PORT HARCOURT, Nigeria, Nov. 10 (UPI) -- The kidnapping of five Western technicians on an offshore oil platform in Nigerian waters has heightened concern that the West African state's all-important oil industry is again under attack by tribal insurgents.
Monday's abduction, in which two other oil workers were shot and wounded, was the work of the Movement for the Emancipation of the Niger Delta, the principal insurgent group.
MEND warned Monday that it planned more attacks on oil installations in the southern Niger Delta, the heart of Nigeria's oil industry, which accounts for 90 percent of state revenues. The insurgents gave foreign oil companies 72 hours to get out "or face the consequences."
Since they launched the insurgency in 2006, they have slashed Nigeria's oil production by 40 percent, a level of losses the country cannot afford.
In Monday's dawn attack, gunmen in four boats stormed the High Island 7oil platform contracted to the British-owned Afren Oil Services Co. located in the Okron field 7 miles off Nigeria's southern Akwa Ibom state.
Their captives were identified as two Frenchmen, two Americans and a Canadian.
The kidnappings followed several months of sporadic insurgent attacks amid the collapse of a 2009 government peace initiative.
The most serious of the recent attacks was a double car-bombing in Abuja Oct. 1, Nigeria's Independence Day, that killed 12 people. The bombings and Monday's kidnappings marked a sharp escalation in MEND operations just as oil production was shown signs of recovery.
It currently stands at 2.1 million barrels per day. If the violence continues, Nigerian exports to the United States could be hit.
The United States imported 942,000 bpd in August, the U.S. Energy Department says, making Nigeria America's fifth largest supplier of oil.
The swelling violence coincides with political turmoil triggered by an upcoming presidential election and Muslim-Christian massacres in central Nigeria.
Nationwide turbulence on that scale could scare off foreign companies seeking to invest in Nigeria's oil wealth. Several longtime foreign operators such as Royal Dutch Shell, Chevron of the United States and Eni of Italy are selling some joint-venture licenses because of the security crisis.
On Sept. 22, armed pirates clashed with the Nigerian navy off the Niger Delta in a failed bid to take over an offshore platform operated by Addax Petroleum, a subsidiary of China's state-owned Sinopec Group.
The gunmen kidnapped three French employees and a Thai from a support ship. They are still being held, presumably for ransom.
The pirates who operate in the delta's mangrove swamps and creeks and off the southern coast, have frequently seized tanker for their cargoes. They often work with insurgent groups that are engaged in the wholesale theft of crude oil from pipelines and terminals.
Shortly before the government launched an amnesty program in June 2009 in a bid to end the insurgency, the government said it was losing around $1 billion a year in stolen oil.
The activities of the militants and the pirates "have grown into a multibillion-dollar racket with tentacles reaching far into state institutions and criminal connections that stretch from Abidjan to Odessa," the Financial Times reported in July 2009.
All this has stunted fresh exploration in one of Africa's main oil producers.
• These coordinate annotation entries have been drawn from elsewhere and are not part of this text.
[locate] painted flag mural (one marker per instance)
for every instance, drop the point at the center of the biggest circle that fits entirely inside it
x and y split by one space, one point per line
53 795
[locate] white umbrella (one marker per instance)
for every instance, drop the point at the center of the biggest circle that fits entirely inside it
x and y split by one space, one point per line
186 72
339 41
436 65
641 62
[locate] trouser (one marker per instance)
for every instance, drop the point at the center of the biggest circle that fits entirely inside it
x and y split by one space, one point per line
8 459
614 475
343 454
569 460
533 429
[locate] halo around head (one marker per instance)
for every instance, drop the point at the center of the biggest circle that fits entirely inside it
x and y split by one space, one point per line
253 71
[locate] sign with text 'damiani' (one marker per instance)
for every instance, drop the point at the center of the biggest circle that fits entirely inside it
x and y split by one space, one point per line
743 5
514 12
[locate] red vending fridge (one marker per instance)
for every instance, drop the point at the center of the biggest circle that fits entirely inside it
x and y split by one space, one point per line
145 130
As output has declined, so have the funds the corruption-plagued government needs to maintain the national infrastructure -- and its patronage system.
Plans to reform the oil industry, aimed at attracting an estimated $50 billion in investment, mainly by foreign companies, and boosting state revenues have been repeatedly thwarted.
The companies already in Nigeria, such as Shell and Chevron, don't want to be pushed into a closer relationship with the Nigerian National Petroleum Corp., described by the Financial Times as a "basket case," that would cut their profits.
Thousands of MEND fighters surrendered weapons under the government amnesty declared in June 2009. But the peace initiative began falling apart when the architect of the peace effort, President Umaru Yar'Adua, was stricken by illness in 2009.
Yar'Adua, a northern Muslim, later died. His successor, Goodluck Jonathan, a southern Christian, hasn't been able to revive the crumbling initiative.
He is now locked in a bitter power struggle with northern political barons over the presidential election scheduled for early 2011.